C++ Conversion from const int* to int* working with unexpected results [duplicate]

Question

In c++, we know that we can't convert const int* into int*. But I have a code snippet where I am able to convert const int* into int*. I am a beginner in c++, i googled for this but i just got the links mentioning const int* can't be converted into int* to avoid const violation. I am not able to figure out why is it compiling without errors

#include <iostream>
using namespace std;

int main(void)
{
    const int a1 = 40;
    const int* b1 = &a1;
    int* c1 = (int *)(b1);
    *c1 = 43;
    cout<< c1<<" "<< &a1<<endl;
    cout<< *c1<<" "<< a1<<endl;
 }

Also, the problem is the output of the above program is:

0x7fff5476db8c 0x7fff5476db8c
43 40

Can someone please explain c1 integer pointer is pointing to the same address for a1 but having different values 43 and 40 respectively.

Answer 1

In C++, an object is const or it isn't. If it is const than any attempt to modify it will invoke undefined behaviour. That's what you did. At that point anything can happen. If you're lucky, it crashes. If you're less lucky, it works fine until your code is in the hand of a customer where it causes the greatest possible damage.

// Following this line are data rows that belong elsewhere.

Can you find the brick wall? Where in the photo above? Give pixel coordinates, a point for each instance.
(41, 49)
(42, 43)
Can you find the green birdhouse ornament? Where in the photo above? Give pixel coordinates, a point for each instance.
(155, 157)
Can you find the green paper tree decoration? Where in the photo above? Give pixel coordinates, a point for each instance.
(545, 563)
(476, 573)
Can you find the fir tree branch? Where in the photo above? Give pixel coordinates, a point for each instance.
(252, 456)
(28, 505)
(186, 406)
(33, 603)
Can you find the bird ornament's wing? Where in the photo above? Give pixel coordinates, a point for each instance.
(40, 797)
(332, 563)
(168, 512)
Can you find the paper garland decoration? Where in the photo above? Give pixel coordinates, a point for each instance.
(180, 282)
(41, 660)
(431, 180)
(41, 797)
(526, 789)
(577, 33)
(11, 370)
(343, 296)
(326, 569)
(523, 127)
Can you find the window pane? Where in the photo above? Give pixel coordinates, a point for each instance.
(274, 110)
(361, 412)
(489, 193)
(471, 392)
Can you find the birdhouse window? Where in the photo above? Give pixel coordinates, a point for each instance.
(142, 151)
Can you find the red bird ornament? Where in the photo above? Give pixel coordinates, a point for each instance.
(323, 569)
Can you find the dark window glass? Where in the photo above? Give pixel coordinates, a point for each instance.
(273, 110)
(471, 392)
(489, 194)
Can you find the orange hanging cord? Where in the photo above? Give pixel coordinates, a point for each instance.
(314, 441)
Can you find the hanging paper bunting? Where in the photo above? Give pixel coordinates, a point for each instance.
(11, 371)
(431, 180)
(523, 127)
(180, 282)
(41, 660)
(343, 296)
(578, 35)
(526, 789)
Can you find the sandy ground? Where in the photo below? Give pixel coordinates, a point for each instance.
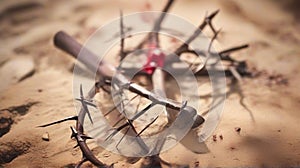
(37, 81)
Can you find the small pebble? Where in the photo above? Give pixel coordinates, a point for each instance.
(215, 138)
(46, 137)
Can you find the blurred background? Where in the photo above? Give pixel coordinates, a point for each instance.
(36, 80)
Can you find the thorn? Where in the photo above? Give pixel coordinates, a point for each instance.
(212, 15)
(85, 137)
(76, 146)
(74, 132)
(60, 121)
(148, 125)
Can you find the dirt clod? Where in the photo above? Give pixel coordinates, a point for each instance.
(5, 122)
(46, 137)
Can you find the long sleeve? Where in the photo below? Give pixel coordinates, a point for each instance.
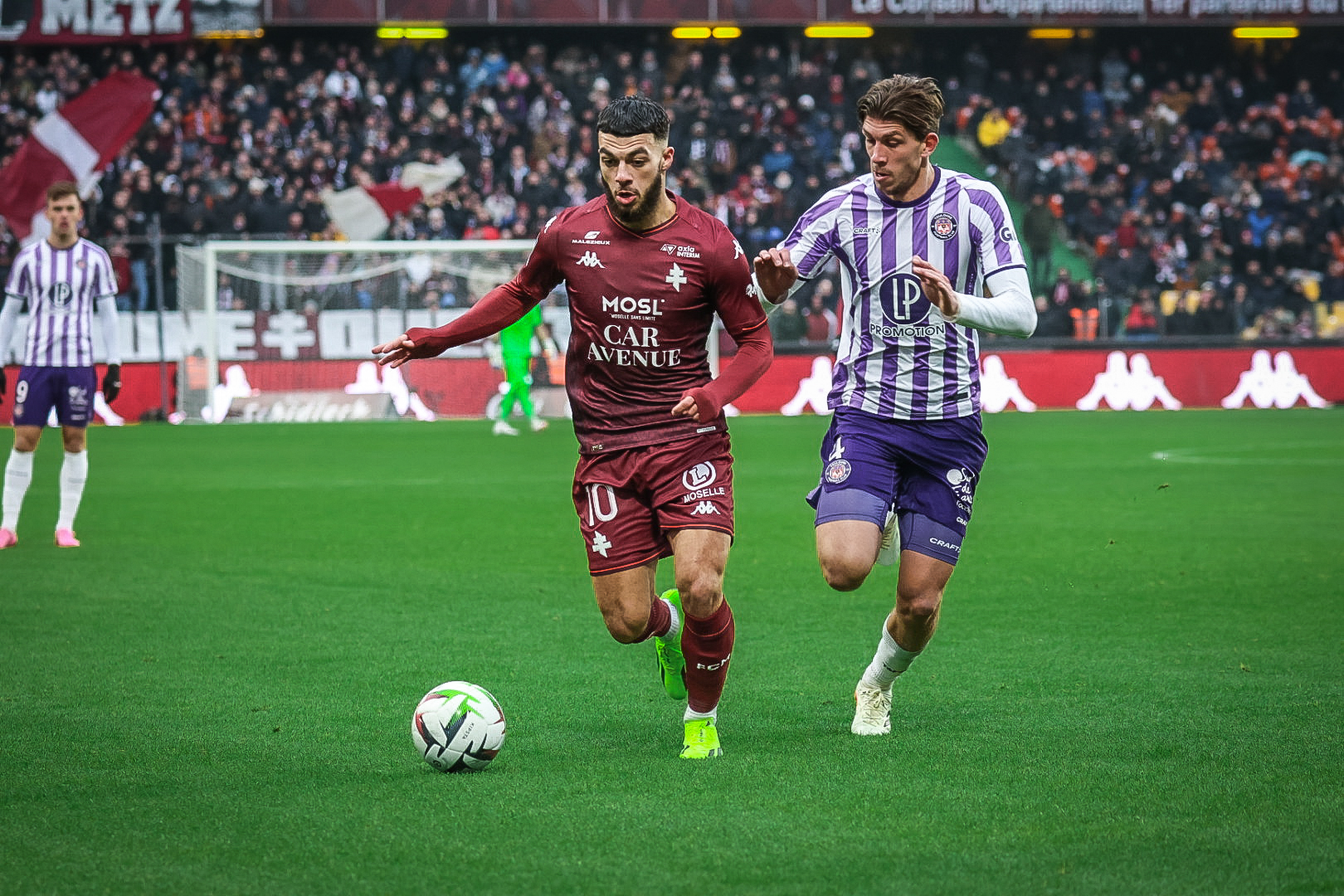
(110, 334)
(1008, 310)
(8, 319)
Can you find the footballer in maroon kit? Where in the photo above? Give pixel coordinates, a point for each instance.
(645, 275)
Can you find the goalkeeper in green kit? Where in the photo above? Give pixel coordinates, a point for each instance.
(516, 349)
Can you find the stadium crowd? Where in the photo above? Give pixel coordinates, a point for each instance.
(1205, 197)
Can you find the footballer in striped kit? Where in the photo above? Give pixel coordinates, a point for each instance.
(66, 281)
(928, 258)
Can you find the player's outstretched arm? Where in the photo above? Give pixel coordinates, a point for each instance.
(756, 351)
(774, 275)
(1008, 309)
(499, 308)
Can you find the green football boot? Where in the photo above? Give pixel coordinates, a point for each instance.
(702, 740)
(671, 661)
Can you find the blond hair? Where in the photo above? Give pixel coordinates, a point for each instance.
(913, 102)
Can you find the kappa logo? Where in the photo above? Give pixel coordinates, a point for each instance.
(592, 240)
(714, 666)
(838, 470)
(942, 226)
(699, 476)
(676, 277)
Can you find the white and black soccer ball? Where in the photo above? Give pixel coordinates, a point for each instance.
(459, 727)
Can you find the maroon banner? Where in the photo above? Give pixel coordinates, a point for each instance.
(97, 22)
(877, 12)
(141, 391)
(1086, 12)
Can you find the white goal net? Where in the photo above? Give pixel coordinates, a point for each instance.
(303, 314)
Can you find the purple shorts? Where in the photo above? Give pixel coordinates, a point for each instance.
(926, 469)
(66, 388)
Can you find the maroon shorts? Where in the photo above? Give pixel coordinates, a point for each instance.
(629, 500)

You can easily convert a const int* to an int* in C++. You just did. However, "const int*" and "int*" don't mean that the thing pointed to is const or not. It just means that the compiler won't let you assign in one case, and will let you assign in the other case. *c1 is const. Casting the pointer to int* doesn't change the fact that it is const. Undefined behaviour.

Answer 2

It's undefined behaviour.

But, in this case what's happened is that the compiler has realised that it can replace a1 in cout statement with the actual value 40, because it's meant to be const.

Never, ever rely on this though. It could just have easily tattoed your cat.